Breath, Body, Emotion, Mind: A Practical Path for Parents and Teachers to Model Resilience
- Give N' Grow
- May 1
- 3 min read
When Mike Delaney talks about social emotional learning, it’s never just theory. It’s lived experience — decades of working in education, parenting, supporting individuals with intellectual disabilities, and now helping adults and children build meaningful practices for self-awareness and connection.
In this episode of the Give N' Grow Podcast, Mike sits down with Give N’ Grow founder Ben Cecchini to reflect on what it really takes to raise mentally healthy, emotionally resilient kids — and how much of that starts with our own internal work as adults.
SEL Begins with Relationships, Not Just Information
Mike shares a compelling example from his capstone project, working with adults with intellectual disabilities in Carrollton, Kentucky. “They don’t communicate verbally for the most part — and they don’t communicate with pictures either,” he explains. “They communicate relationally.”
This idea cuts to the core of social emotional learning. It's not just about downloading information or presenting the right visuals.
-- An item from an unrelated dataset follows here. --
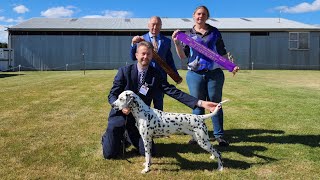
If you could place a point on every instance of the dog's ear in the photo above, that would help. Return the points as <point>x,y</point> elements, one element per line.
<point>130,98</point>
As Mike puts it, “They will follow that person’s lead... there's safety in numbers when you trust who’s around you.” In other words, modeling matters more than explaining.
This resonates deeply in a world saturated with information but often lacking connection. From a developmental standpoint, children learn by watching — and especially from those they’re emotionally bonded to. Neuroscience backs this up: mirror neurons in the brain allow children to mimic the emotional states and behaviors of caregivers, not just their words.
A Daily Practice of Grounding: Mike’s 4-Part Check-In
One of the most valuable tools Mike shares is his self-check practice — a simple but profound daily habit that helps him stay grounded and self-aware. It includes:
Breath – How am I breathing?
Body – How does my body feel?
Emotions – What am I feeling, and is it okay to feel this way?
Mind – What thoughts are passing through?
This framework helps Mike notice when he’s dysregulated and gives him the space to choose how to respond. It also allows him to model healthy emotional habits for his children and grandchildren. “They may not do everything I say, but they watch everything I do,” he says.
The practice connects to his training with Breathe for Change, which blends yoga, mindfulness, and SEL for educators. The emphasis on breath as a gateway to emotional insight mirrors current research in polyvagal theory, which shows how our breath links directly to the nervous system — and can help regulate our response to stress.
Vulnerability, Self-Talk, and the Power of Showing Up
Mike doesn't shy away from talking about vulnerability — especially for men. “I just read over the weekend that men don’t like the word ‘vulnerability,’ but it builds trust with your children,” he says. As Ben shares from his own experience speaking in schools, when adults are vulnerable, it creates relatability — and that turns into connection.
Mike also talks openly about learning to manage anger. Not by suppressing it, but by becoming more aware of it and learning when to act. “Sometimes people would steamroll me. And I should’ve stood up — but I wasn’t aware enough,” he reflects. His practice of pausing, sleeping on decisions, and cycling through emotions before reacting is part of a bigger shift toward emotional maturity.
And at the heart of it all is how we talk to ourselves. “Affirmations — like 'I am worthy' or 'I am deserving' — really do go a long way,” Mike says. He points out the difference between self-care and self-indulgence. Sometimes, the best self-care isn’t a luxury, but a boundary: choosing sleep over pushing through. “I suffered too much in my adult years sleep-deprived. I’m very intentional now about getting seven hours.”
Teaching is the Best Way to Learn
Perhaps the most powerful message in the episode comes as Mike reflects on his role as a parent and grandparent. “The best way to practice these things and to learn them is to teach them,” he says. “But I don’t mean ‘do as I say, not as I do.’ Children are learning from what they see you do.”
Mike’s reminder is a call to action — not for perfection, but for presence. To breathe. To check in. To regulate before reacting. And to remember that every small act of awareness we model becomes part of the emotional blueprint we hand down to our kids.
“We don’t need to be perfect,” Mike says. “We just keep showing up for the practice.”